В конкурсе остались четыре команды, побывавшие уже на высшем пьедестале почета. Дважды в звании чемпионов мира побывали уругвайцы, итальянцы и бразильцы и один раз немцы из ФРГ. Сейчас всем известно, что в третий раз это звание завоевали бразильские футболисты, а последующие места распределились в такой последовательности – Италия, ФРГ, Уругвай.
По установившейся на мировых чемпионатах традиции четверке команд, отъезжающих после поражений в 1/4 финала, дается банкет с вручением специальных призов с учетом относительно сопоставимых успехов в предварительных турнирах. На этот раз нам досталось пятое место, и сэр Стэнли Роуз в содружестве с Гильермо Канэдой вручил нам прекрасно исполненный в серебре футбольный мяч.
На банкете была дружелюбная обстановка, никаких споров о преимуществе футбола Южной Америки или Европы не было. Основные встречи были еще впереди, и все разделилось пополам. По две команды с обоих берегов океана остались в конкурсе и по две после 1/4 выбыли.

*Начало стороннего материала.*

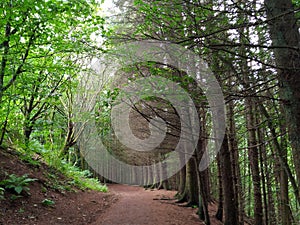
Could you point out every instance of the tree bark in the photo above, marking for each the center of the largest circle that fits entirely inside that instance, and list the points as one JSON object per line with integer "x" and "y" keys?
{"x": 284, "y": 33}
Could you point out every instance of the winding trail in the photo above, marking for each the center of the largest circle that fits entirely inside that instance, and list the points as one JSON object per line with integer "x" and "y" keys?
{"x": 137, "y": 206}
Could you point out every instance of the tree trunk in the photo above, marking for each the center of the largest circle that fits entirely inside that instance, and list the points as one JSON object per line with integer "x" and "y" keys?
{"x": 254, "y": 162}
{"x": 231, "y": 214}
{"x": 285, "y": 37}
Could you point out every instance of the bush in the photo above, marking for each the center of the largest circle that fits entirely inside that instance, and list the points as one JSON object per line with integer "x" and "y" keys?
{"x": 17, "y": 184}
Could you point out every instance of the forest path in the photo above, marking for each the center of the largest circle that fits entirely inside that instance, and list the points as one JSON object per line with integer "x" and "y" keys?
{"x": 137, "y": 206}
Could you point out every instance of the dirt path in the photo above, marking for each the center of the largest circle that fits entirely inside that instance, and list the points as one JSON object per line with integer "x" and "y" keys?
{"x": 137, "y": 206}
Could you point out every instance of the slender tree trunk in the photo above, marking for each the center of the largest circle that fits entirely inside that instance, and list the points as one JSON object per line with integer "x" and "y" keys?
{"x": 286, "y": 42}
{"x": 230, "y": 210}
{"x": 254, "y": 161}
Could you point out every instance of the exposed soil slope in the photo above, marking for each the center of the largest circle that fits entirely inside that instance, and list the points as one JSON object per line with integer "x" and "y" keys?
{"x": 123, "y": 205}
{"x": 78, "y": 208}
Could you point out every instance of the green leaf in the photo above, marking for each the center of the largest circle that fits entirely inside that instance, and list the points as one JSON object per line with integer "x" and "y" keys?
{"x": 18, "y": 189}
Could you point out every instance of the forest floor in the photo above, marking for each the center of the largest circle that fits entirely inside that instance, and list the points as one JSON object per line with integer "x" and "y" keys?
{"x": 122, "y": 205}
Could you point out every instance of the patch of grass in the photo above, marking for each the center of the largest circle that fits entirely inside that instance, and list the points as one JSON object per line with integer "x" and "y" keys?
{"x": 82, "y": 178}
{"x": 18, "y": 184}
{"x": 48, "y": 202}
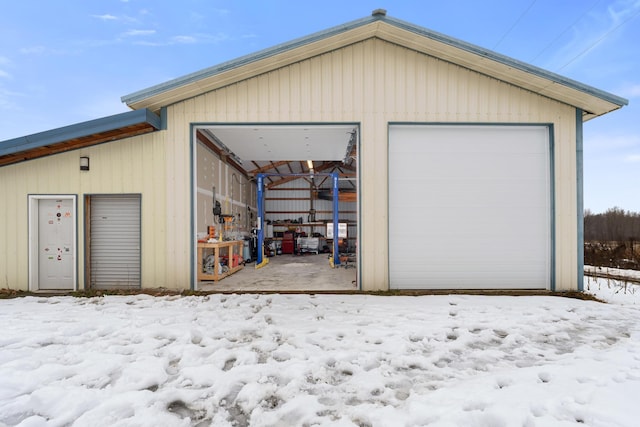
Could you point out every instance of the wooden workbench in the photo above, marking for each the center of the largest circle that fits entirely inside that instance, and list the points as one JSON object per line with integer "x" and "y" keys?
{"x": 232, "y": 246}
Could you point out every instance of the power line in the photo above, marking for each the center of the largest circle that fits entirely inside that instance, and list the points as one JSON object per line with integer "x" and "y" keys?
{"x": 565, "y": 31}
{"x": 514, "y": 24}
{"x": 604, "y": 36}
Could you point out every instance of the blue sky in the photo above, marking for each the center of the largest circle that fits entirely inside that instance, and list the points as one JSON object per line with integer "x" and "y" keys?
{"x": 68, "y": 61}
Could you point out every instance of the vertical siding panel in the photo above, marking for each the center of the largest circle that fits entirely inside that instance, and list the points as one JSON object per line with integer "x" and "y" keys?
{"x": 276, "y": 108}
{"x": 283, "y": 84}
{"x": 295, "y": 93}
{"x": 335, "y": 73}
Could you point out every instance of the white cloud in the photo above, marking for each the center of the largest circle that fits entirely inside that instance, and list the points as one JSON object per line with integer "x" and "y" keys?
{"x": 33, "y": 50}
{"x": 106, "y": 17}
{"x": 596, "y": 30}
{"x": 137, "y": 33}
{"x": 608, "y": 142}
{"x": 631, "y": 91}
{"x": 184, "y": 39}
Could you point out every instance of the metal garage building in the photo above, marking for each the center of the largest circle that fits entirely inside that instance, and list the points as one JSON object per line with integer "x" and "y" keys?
{"x": 467, "y": 164}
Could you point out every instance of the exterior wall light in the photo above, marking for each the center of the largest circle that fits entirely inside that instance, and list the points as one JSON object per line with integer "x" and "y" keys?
{"x": 84, "y": 163}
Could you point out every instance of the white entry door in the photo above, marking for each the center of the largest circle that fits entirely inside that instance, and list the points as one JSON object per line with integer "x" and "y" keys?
{"x": 56, "y": 244}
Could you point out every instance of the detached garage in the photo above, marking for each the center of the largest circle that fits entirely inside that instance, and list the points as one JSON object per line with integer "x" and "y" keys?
{"x": 459, "y": 168}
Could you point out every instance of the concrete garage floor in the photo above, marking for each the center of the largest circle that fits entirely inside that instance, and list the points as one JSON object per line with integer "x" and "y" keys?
{"x": 288, "y": 273}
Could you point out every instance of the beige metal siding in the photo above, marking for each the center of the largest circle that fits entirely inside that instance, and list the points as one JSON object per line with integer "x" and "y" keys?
{"x": 373, "y": 83}
{"x": 134, "y": 165}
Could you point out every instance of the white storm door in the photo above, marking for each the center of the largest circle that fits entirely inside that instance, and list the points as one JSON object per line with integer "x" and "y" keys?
{"x": 56, "y": 244}
{"x": 469, "y": 207}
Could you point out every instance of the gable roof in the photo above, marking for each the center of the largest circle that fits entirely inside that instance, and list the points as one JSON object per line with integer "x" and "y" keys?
{"x": 592, "y": 101}
{"x": 78, "y": 135}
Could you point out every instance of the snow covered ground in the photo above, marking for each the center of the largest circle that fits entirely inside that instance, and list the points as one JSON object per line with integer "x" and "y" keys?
{"x": 325, "y": 360}
{"x": 634, "y": 274}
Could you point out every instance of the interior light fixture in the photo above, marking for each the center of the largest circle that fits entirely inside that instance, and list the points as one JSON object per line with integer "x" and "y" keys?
{"x": 84, "y": 163}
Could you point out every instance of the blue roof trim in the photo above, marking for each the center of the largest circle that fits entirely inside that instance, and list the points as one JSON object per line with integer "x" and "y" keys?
{"x": 79, "y": 130}
{"x": 244, "y": 60}
{"x": 247, "y": 59}
{"x": 511, "y": 62}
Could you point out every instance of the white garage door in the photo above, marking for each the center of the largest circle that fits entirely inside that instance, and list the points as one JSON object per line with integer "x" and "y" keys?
{"x": 469, "y": 207}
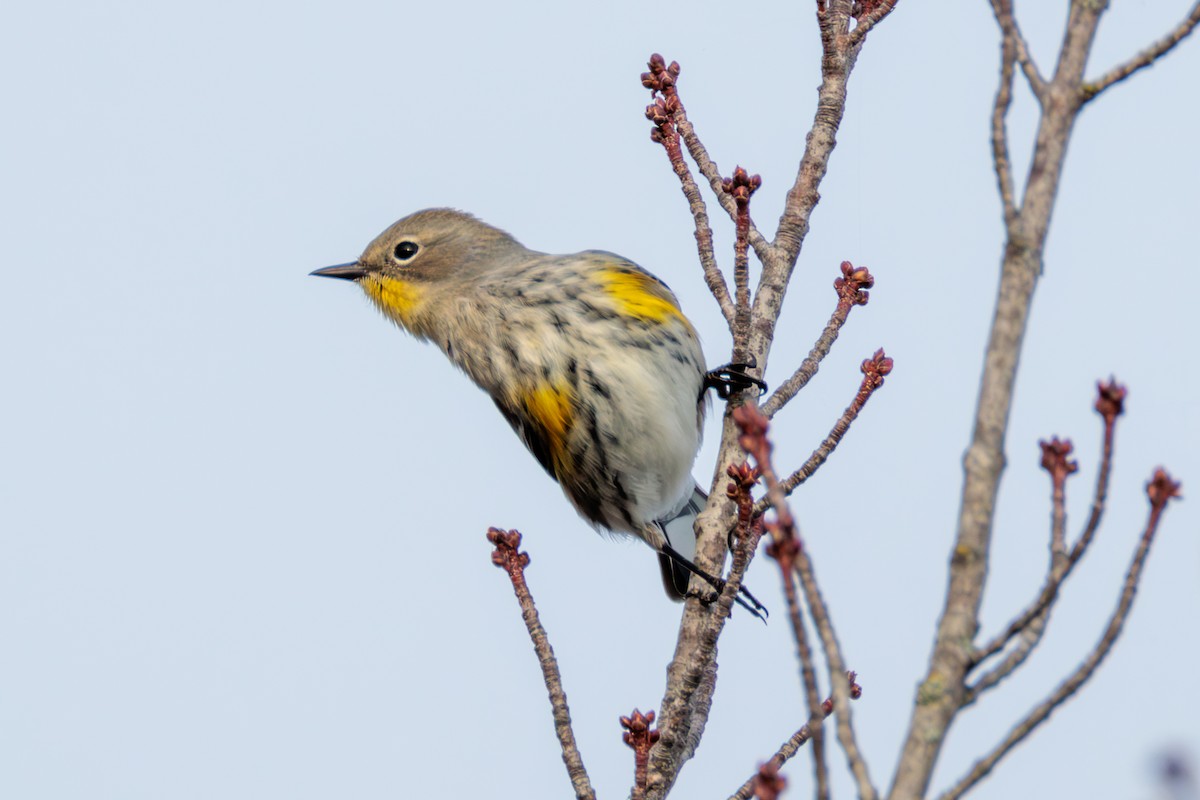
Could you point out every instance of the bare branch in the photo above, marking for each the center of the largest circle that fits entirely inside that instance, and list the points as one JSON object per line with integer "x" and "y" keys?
{"x": 754, "y": 440}
{"x": 660, "y": 80}
{"x": 641, "y": 737}
{"x": 712, "y": 173}
{"x": 851, "y": 289}
{"x": 511, "y": 560}
{"x": 1000, "y": 160}
{"x": 1110, "y": 404}
{"x": 943, "y": 690}
{"x": 1055, "y": 459}
{"x": 1161, "y": 491}
{"x": 793, "y": 744}
{"x": 1146, "y": 58}
{"x": 873, "y": 12}
{"x": 783, "y": 548}
{"x": 741, "y": 187}
{"x": 1012, "y": 36}
{"x": 875, "y": 370}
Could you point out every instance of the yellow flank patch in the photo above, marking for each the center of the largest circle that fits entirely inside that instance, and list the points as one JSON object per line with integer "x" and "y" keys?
{"x": 550, "y": 408}
{"x": 397, "y": 299}
{"x": 637, "y": 294}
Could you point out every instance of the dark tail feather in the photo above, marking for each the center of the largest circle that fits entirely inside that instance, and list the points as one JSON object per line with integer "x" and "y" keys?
{"x": 682, "y": 539}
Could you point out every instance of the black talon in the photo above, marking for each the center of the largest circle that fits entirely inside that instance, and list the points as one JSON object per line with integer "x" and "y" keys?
{"x": 732, "y": 378}
{"x": 744, "y": 595}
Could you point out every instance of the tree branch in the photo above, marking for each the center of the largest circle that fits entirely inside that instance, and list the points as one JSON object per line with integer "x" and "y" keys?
{"x": 792, "y": 746}
{"x": 1161, "y": 491}
{"x": 511, "y": 560}
{"x": 851, "y": 289}
{"x": 1146, "y": 58}
{"x": 661, "y": 80}
{"x": 754, "y": 440}
{"x": 875, "y": 370}
{"x": 1110, "y": 404}
{"x": 943, "y": 691}
{"x": 1000, "y": 158}
{"x": 1012, "y": 35}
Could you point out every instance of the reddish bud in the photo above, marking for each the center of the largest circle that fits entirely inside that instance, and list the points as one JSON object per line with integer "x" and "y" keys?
{"x": 1162, "y": 488}
{"x": 1110, "y": 400}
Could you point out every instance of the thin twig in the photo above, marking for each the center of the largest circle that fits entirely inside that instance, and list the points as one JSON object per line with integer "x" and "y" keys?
{"x": 511, "y": 560}
{"x": 660, "y": 80}
{"x": 754, "y": 440}
{"x": 712, "y": 173}
{"x": 943, "y": 689}
{"x": 784, "y": 549}
{"x": 874, "y": 11}
{"x": 641, "y": 735}
{"x": 1146, "y": 58}
{"x": 875, "y": 370}
{"x": 741, "y": 187}
{"x": 793, "y": 744}
{"x": 1110, "y": 404}
{"x": 1012, "y": 34}
{"x": 851, "y": 289}
{"x": 1161, "y": 489}
{"x": 1000, "y": 158}
{"x": 1056, "y": 461}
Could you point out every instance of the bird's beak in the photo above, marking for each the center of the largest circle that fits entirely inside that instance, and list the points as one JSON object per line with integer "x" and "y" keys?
{"x": 352, "y": 271}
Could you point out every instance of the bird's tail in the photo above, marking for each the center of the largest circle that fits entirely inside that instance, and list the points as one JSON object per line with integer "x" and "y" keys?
{"x": 679, "y": 531}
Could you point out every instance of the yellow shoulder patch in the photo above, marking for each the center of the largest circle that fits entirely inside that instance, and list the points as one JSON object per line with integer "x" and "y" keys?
{"x": 637, "y": 294}
{"x": 397, "y": 299}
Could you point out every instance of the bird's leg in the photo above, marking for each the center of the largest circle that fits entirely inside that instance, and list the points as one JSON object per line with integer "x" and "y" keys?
{"x": 732, "y": 378}
{"x": 744, "y": 597}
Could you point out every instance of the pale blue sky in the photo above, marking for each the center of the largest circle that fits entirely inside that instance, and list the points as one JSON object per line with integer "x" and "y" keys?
{"x": 243, "y": 518}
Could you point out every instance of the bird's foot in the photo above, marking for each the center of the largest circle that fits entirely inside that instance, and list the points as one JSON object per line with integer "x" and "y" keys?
{"x": 732, "y": 378}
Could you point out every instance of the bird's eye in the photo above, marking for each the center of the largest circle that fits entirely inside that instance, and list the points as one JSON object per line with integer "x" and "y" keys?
{"x": 406, "y": 251}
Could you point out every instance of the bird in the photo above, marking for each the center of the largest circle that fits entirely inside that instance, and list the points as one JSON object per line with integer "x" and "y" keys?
{"x": 588, "y": 356}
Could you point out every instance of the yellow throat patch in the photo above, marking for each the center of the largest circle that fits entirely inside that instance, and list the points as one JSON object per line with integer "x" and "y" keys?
{"x": 397, "y": 299}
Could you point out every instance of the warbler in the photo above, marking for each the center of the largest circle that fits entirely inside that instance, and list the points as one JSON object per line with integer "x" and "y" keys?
{"x": 588, "y": 356}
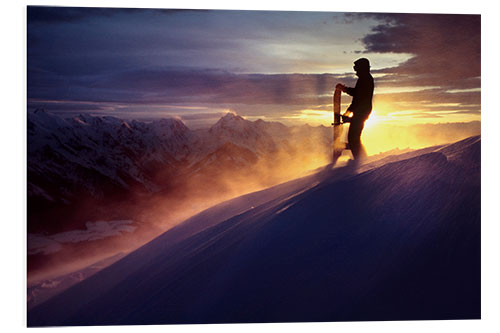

Альф Рамсей был оживлен. В беседе с нами он рассказал, что незадолго до банкета имел разговор с премьер-министром Вильсоном. Английский премьер благодарил команду за хорошую игру, «поддержавшую престиж английского футбола», и предложил команде выбор остаться посмотреть чемпионат или поехать отдохнуть после тяжелых игр. «Если бы не заболел Бэнкс, дела бы наши были другие», – говорил Рамсей. Кто видел матч Англия – ФРГ, не может не согласиться с ним.
Два тренера команд с этого берега – Диди и Карденас – пребывали тоже в хорошем настроении. И мексиканские и перуанские футболисты на чемпионате достигли рекордных для себя высот. Во всяком случае судьба Фабри и Феолы после английского чемпионата им не грозила. Наоборот, их тренерский авторитет в глазах местных любителей футбола повысился.
Выдержанный Гавриил Дмитриевич Качалин вел себя в соответствии с общим настроением на банкете. И, глядя на него со стороны, можно было подумать, что все еще впереди. Но я-то по собственному ощущению знал, что скрывается за веселой улыбкой. В футболе мы с ним «…певцы единых муз» и единый пламень нас волнует. Ведь никуда не убежишь от самоанализа и от вопроса самому себе – а все ли ты сделал, что мог, для достижения цели?
…Через сутки мы вылетели в Москву. Заходили попрощаться баски. С испанской деликатностью не касались грустных тем. Сеньор и сеньора Дельвади с букетами в руках с выстроившимся сзади штатом отеля провожали нас. Жалобно подлаивал черный, как майский жук, с цилиндриком на голове, абиссинский циркач Цукки, и слышалось в этом подвывании что-то укоризненное.
Прощаясь со мной и сочувственно заглядывая в глаза, Чикука вдруг спросил: «Амиго Старостин, теперь тебя вызовет твой футбольный „колонель“?